Implications of the

Implications of the

North Carolina Psychology Association

Report on Accountability Standards

released 2/2001

(1) Are the EOGs & EOCs valid?

(2) The Dubious Nature of Norm-Referenced Tests

(3) The "Thinking Skills" component of NC’s Standardized Tests. How NC rewards those with good "test-taking" skills.

(4) The (non) Effectiveness of Retention

(5) Additional Pressures Brought to Bear on Kindergarten and First-grade Students.

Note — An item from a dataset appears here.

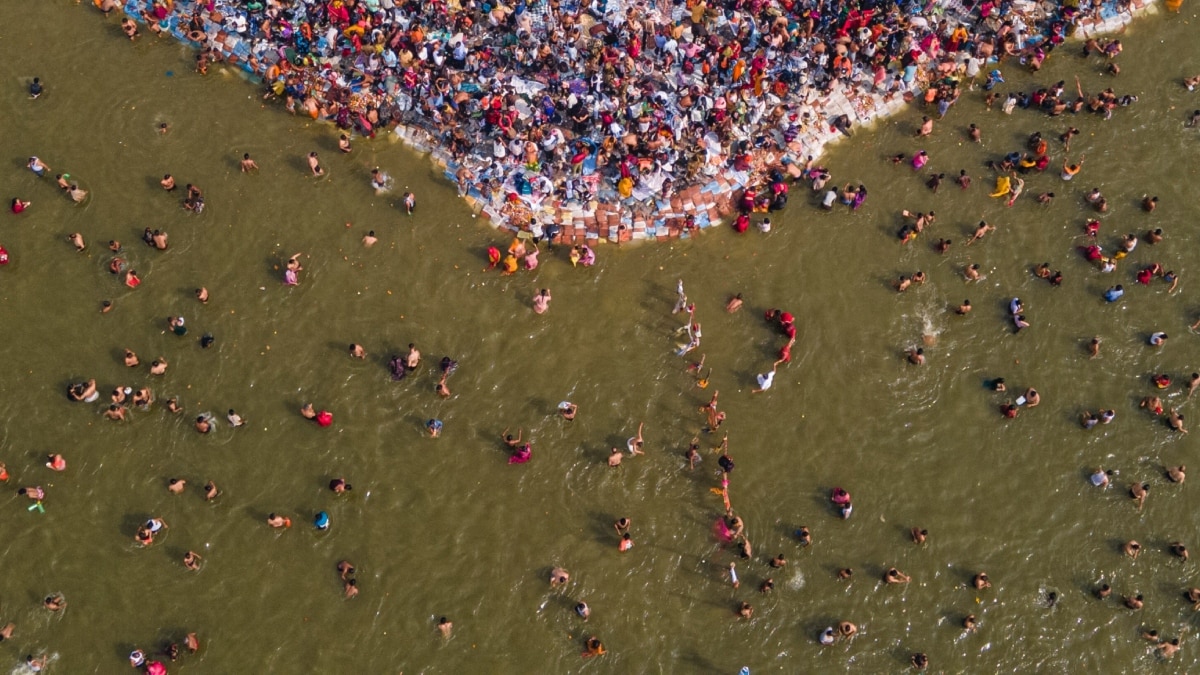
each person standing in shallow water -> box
[533,288,551,313]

(6) The Narrowing Down of the Curriculum

(7) Consequences for Student Motivation

(1) Are the EOGs & EOCs valid?

(A)The end-of-grade tests (EOGs) have not been validated for use on individual students. The EOGs were only validated for use to assess the performance of individual schools or school districts. The only application where the result may be retention according to the NC Technical Report (a document which addresses the proper use of the EOGs) is the use of the eighth grade EOG (commonly known as the "competency test") as a requirement for graduation. Federal guidelines strongly suggest, if not outright demand, that separate validity studies be done if tests are to be used a particular purpose that they be expressly validated for that purpose and that states cannot rely on previous validity studies for new applications of the same instrument.

Why not? The report states: "Over 160,000 students participated in the 1992 field test. The EOG manual cites the relationship between teacher judgments of student’s achievement levels and their concurrent EOG scores as evidence of the test’s criterion-related validity." In other words, teachers indicated 60% of the time on the surveys that students were at Level III or IV, and 40% of the time that students were at Level I or II. Since roughly 60% of the students fell into the Level III/IV category and roughly 40% fell into the Level I/II category the state decided there was enough of a correlation between what the teachers had predicted and what the test measured. Therefore, according to the state, the test was indeed valid. This "group validity" glosses over the fact that thousands of students were "mis-predicted". In other words, in thousands of cases, the teacher’s prediction did not match the student’s performance on the test. Maybe the teacher was at fault, maybe the test was faulty, maybe both — we have no way of knowing. Yet it is on this shaky foundation that the state contends a student be designated "retained" until he or she can prove he or she is worthy of promotion — guilty until proven innocent.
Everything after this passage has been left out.